“Playing a musical instrument in an orchestra,” says Dr. Abreu, “is one of the best forms of socialization there is.” A former Minister of Culture and initiator of Venezuela's amazing musical education program, Dr. Abreu has transformed the country into probably the world's leading musical centre.
It began in 1974 in a rehearsal space in an underground car park with a handful of kids. Now, it is estimated, a quarter of a million young people are either playing a musical instrument or singing in a choir. There are literally hundreds of orchestras and choirs throughout the country.
Abreu also managed to get a law passed by parliament, guaranteeing every child the right to a musical education. Teachers go into schools in the countryside, the slums and the towns and let the children play with instruments. If they show an interest, they are allowed to borrow the instrument of their choice, but have to agree to practice and to perform on it within a few weeks. If they keep up their interest and practice seriously for two years, they are allowed to keep their instrument.
Dr. Abreu explains how he sees musical education and working with a group of other musicians, as a vital process of maturation. “ Here you learn to co-operate with others,” he says, “you are an individual performer but you are involved in teamwork with others, you learn to give and take, to show solidarity and sympathy. You pass on your skills and knowledge to others selflessly and learn in the same way from them. You are also creating beauty, giving pleasure to many more. Historically classical music was performed by an elite for an elite, then by an elite for the majority, but in Venezuela it is now being performed by a majority for a majority.”
The country has been visited by some of the world's leading musicians, from Sir Simon Rattle, to Placido Domingo and Claudio Abbado among them. Rattle said that if he were asked where the future of classical music lay, he would unhesitatingly say “here in Venezuela.”

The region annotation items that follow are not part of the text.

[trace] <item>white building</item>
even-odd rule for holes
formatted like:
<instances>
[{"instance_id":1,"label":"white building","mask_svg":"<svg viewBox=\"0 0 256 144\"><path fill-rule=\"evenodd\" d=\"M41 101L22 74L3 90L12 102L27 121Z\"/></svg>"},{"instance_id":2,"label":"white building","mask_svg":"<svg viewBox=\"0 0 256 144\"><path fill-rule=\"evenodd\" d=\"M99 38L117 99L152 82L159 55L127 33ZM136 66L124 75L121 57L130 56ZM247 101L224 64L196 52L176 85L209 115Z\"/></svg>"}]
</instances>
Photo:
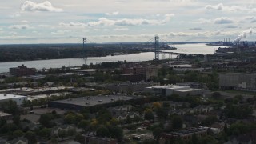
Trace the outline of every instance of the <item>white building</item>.
<instances>
[{"instance_id":1,"label":"white building","mask_svg":"<svg viewBox=\"0 0 256 144\"><path fill-rule=\"evenodd\" d=\"M26 100L26 96L22 95L14 95L9 94L0 94L0 103L2 102L6 102L9 100L15 101L18 106L21 106L24 100Z\"/></svg>"},{"instance_id":2,"label":"white building","mask_svg":"<svg viewBox=\"0 0 256 144\"><path fill-rule=\"evenodd\" d=\"M173 94L178 94L180 96L197 95L202 94L202 90L200 89L192 89L190 86L178 85L146 87L146 91L154 93L159 96L170 96Z\"/></svg>"}]
</instances>

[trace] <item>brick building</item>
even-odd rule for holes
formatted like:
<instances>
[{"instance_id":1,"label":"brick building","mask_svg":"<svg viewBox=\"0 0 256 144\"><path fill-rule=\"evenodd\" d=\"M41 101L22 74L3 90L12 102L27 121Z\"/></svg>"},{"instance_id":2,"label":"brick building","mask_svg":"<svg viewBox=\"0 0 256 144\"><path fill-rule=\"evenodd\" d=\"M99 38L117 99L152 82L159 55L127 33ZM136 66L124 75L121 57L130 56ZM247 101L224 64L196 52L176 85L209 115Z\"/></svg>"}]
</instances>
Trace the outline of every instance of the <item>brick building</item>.
<instances>
[{"instance_id":1,"label":"brick building","mask_svg":"<svg viewBox=\"0 0 256 144\"><path fill-rule=\"evenodd\" d=\"M9 70L10 74L15 75L15 76L27 76L27 75L33 75L35 73L35 69L34 68L27 68L22 65L18 67L12 67Z\"/></svg>"}]
</instances>

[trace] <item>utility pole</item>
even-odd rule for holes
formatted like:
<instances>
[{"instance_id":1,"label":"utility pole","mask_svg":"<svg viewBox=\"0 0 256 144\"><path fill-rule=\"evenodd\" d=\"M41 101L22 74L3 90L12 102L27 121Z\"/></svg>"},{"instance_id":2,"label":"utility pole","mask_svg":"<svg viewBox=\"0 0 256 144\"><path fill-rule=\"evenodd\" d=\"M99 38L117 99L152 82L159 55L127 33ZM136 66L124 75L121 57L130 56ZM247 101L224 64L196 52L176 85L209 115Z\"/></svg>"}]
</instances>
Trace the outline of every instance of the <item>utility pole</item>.
<instances>
[{"instance_id":1,"label":"utility pole","mask_svg":"<svg viewBox=\"0 0 256 144\"><path fill-rule=\"evenodd\" d=\"M83 58L86 59L87 58L87 55L86 55L86 48L87 48L87 38L82 38L82 50L83 50Z\"/></svg>"},{"instance_id":2,"label":"utility pole","mask_svg":"<svg viewBox=\"0 0 256 144\"><path fill-rule=\"evenodd\" d=\"M159 37L154 37L154 60L159 60Z\"/></svg>"}]
</instances>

A recent film Tocar y Luchar (Play and Struggle) is a moving tribute to this musical movement in Venezuela and includes interviews with Dr. Abreu, Rattle and others. But what draws the most admiration is watching the youngsters themselves playing and talking about their joy in music. To see a twelve year old black girl wandering past the multi-colored, peeling walls of a narrow alleyway in a slum neighborhood playing Bach exquisitely on her violin, one can't but help but be moved. A nine year-old in a cramped flat of a town suburb explains how he needs to sleep next to his cello – it is his teddy bear, his source of comfort and pleasure. “I can't get to sleep, if it's not near me,” he says, and it means I can get out of bed and practice at any time.” These children are also all amazingly articulate about their playing and the pleasure and pride they get from it.
When I think of most British kids who are interested only in football or computers, and their fascination with celebrity fame, individual wealth or solipsistic gaming, it is uplifting to see how Venezuelan youngsters are transformed into all-round social beings by their very different experience.
To watch one of the youth orchestras playing is a visual experience in itself. There is none of the evening dress seriousness or awesome reverence. Their faces reveal their rich ethnic and gender mix. They dress in brightly colored shirts in the colors of the Venezuelan flag; and in strongly rhythmic pieces they sway with their bodies like dancers and in the end, jubilantly throw their instruments in the air, reminiscent of Grand Prix winners tossing champagne bottles about.
Children as young as two or three are given the chance of playing on an instrument. The program has also been taken into juvenile penitentiaries and schools for the disabled – there are choirs made up of deaf and blind children, the deaf ones being encouraged to gesticulate with their hands to accompany the music. All participants, teachers and students, say that the bond of affection that is built up is life-changing for both sides.
The state oil company PDVSA is one of the big sponsors of this program, because it doesn't come cheap and instruments can be very expensive, but no child is deprived of the chance.
Rattle says the phenomenon is like “a resurrection,” it doesn't just enrich lives, it also saves them; it promotes social and psychological health. Domingo adds, that it is not just the enthusiasm and mass participation that thrills him but also the incredibly high quality.
Gloria Carnevali of the Venezuelan Embassy's Cultural Section in London thinks one of the reasons for the enormous success of this program is perhaps to be found in the rich ethnic and cultural mix of the population. Venezuela has one of the most diverse populations of all Latin America – black, Hispanic and other European, indigenous and Asiatic.
Although the movement began before the present revolution, the Chavez administration is actively continuing and promoting this program, which it hopes to widen out to all of Latin America and beyond. It is shaming for so-called rich countries in Europe or North America, where music has been taken off the curriculum of many schools for lack of funding for instruments or for teaching time. The Venezuelan Youth Orchestra under Sir Simon Rattle will be in Britain for the Proms in August – a concert not to be missed if you can get tickets.